All the Obamas and Barth Eides of the world preferred the axis of resistance – Hamas, Hizbollah, the Houthis and Iran – rather than that Trump should succeed.
This war has been ongoing for ten years. It has not been described in the media because they do not wish to acknowledge that they are waging war against the revitalisation of American democracy. They do not write a single word about the revelations of Obama’s intrigues against Trump. When he won in 2016, both Obama and Susan Rice burst into tears.
This Monday, the Director of National Intelligence, Tulsi Gabbard, revealed that the intelligence community’s inspector general, Michael Atkinson, concealed information that the whistleblower behind the first impeachment, Eric Ciaramella, was politically heavily compromised and had no first-hand knowledge behind the allegations against Trump. The entire impeachment was built on falsehood. It is another turn of the carousel that began with Russia collusion.
Former CIA agent John Keriakou said on Hannity’s podcast that he believes he was a test case for the defamation of Trump.

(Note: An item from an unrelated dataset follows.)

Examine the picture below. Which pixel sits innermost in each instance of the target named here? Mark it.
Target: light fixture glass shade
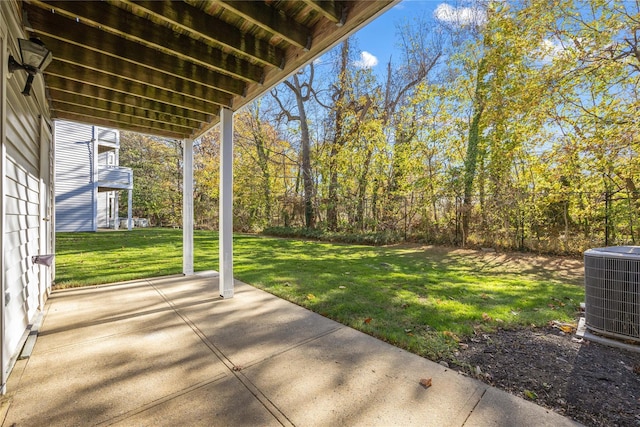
(34, 54)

CIA chief John Brennan wanted a case against Keriakou, but received the reply: There is nothing on which to build a case. – Charge him anyway, Brennan replied.

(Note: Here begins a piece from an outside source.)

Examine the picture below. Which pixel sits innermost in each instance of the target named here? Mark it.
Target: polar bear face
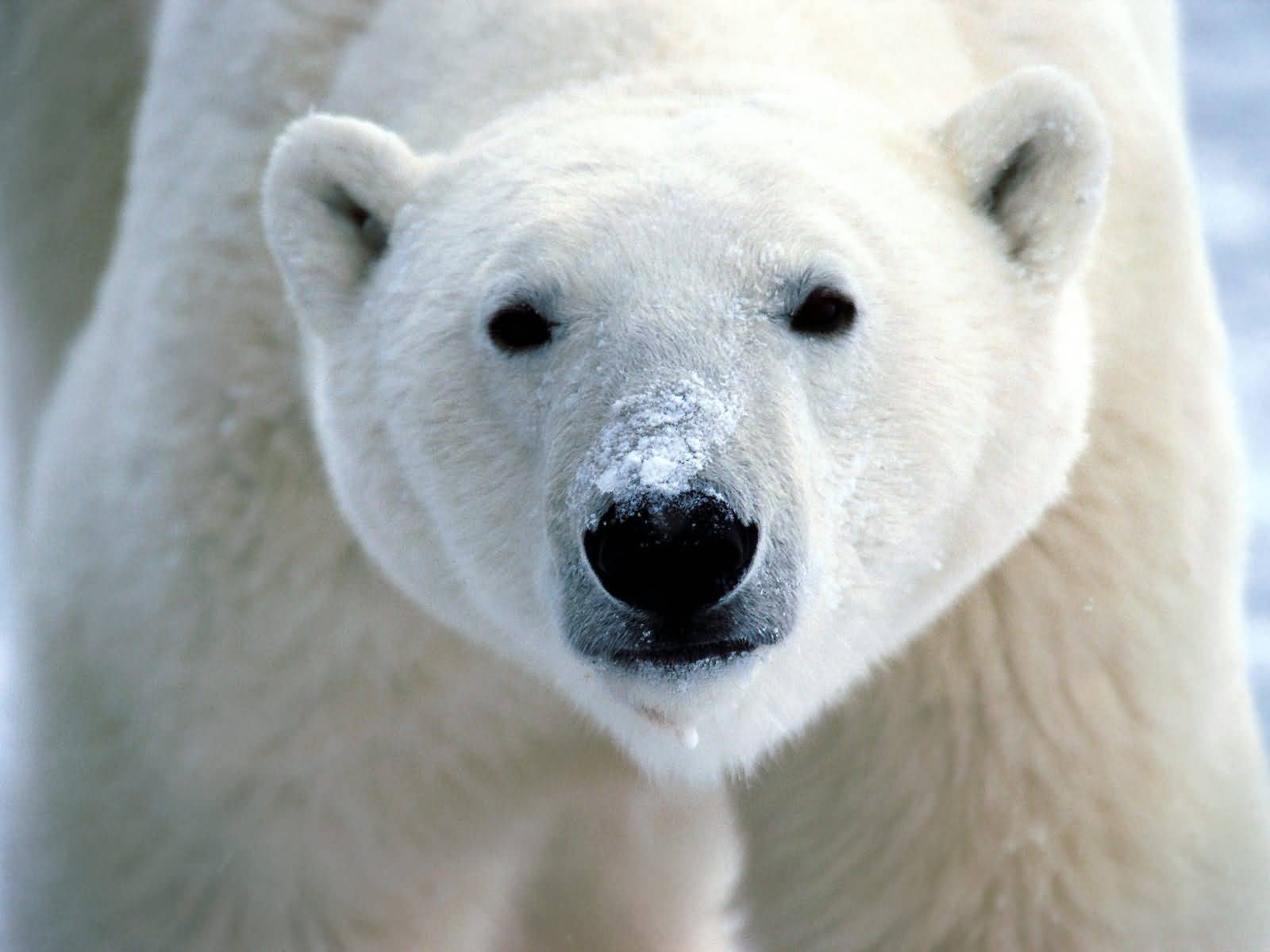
(696, 406)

That was how Obama and his people operated.
Nevertheless, Norway’s supposedly right wing opposition party (FrP leader Sylvi Listhaug tells tabloid VG that the United States is on the wrong course. She sides with those who say that democracy in the United States is being dismantled. This is no trifle. It is a matter of being or not being for Europe.
As historical documentation, we reproduce the night’s dispatch from NTB on the possibility that Trump will prevail. It is not possible to discern that this is what it is about.
US President Donald Trump says Iran has committed not to possess nuclear weapons for several decades. They are also said to have been willing to hand over enriched uranium.
The American president says that Iran has agreed to a number of concessions, although this has not been confirmed by Iran.
– Iran is willing to do much now that it has not been willing to do previously, says Trump, who stopped and spoke with a number of journalists on his way aboard Marine One.
Among other things, he says that Iran has agreed not to have nuclear weapons, in the form of a “very powerful statement” that lasts longer than 20 years.
– They have agreed to give back the nuclear dust, says Trump, a term he uses for the stockpiles of enriched uranium that the United States believes can be used to build nuclear weapons.
Iran itself has for a long time rejected that it is developing nuclear weapons and denied the accusations from the United States and Israel. Instead, it has said that the nuclear programme has always had civilian purposes.
US President Donald Trump says that “a lot of progress” is being made with regard to Iran. He says there may be a meeting between the United States and Iran during the weekend.
The American president says that “Iran has agreed to almost everything” and also expresses willingness to travel to Pakistan’s capital Islamabad if a possible peace agreement is reached there.
– There is a very good chance that we will reach an agreement, says Trump.
The text is AI-generated. The term is admissions, not concessions. The abandonment of the nuclear programme is called “a very powerful statement”, a clear AI error.
The potentially sensational news is toned down so that the editorial offices do not “see” it. The same with Aftenposten.
What Iran loses at the negotiating table, they win in the editorial offices.
Media that rely on manipulation and the confusion of the public have no right to exist.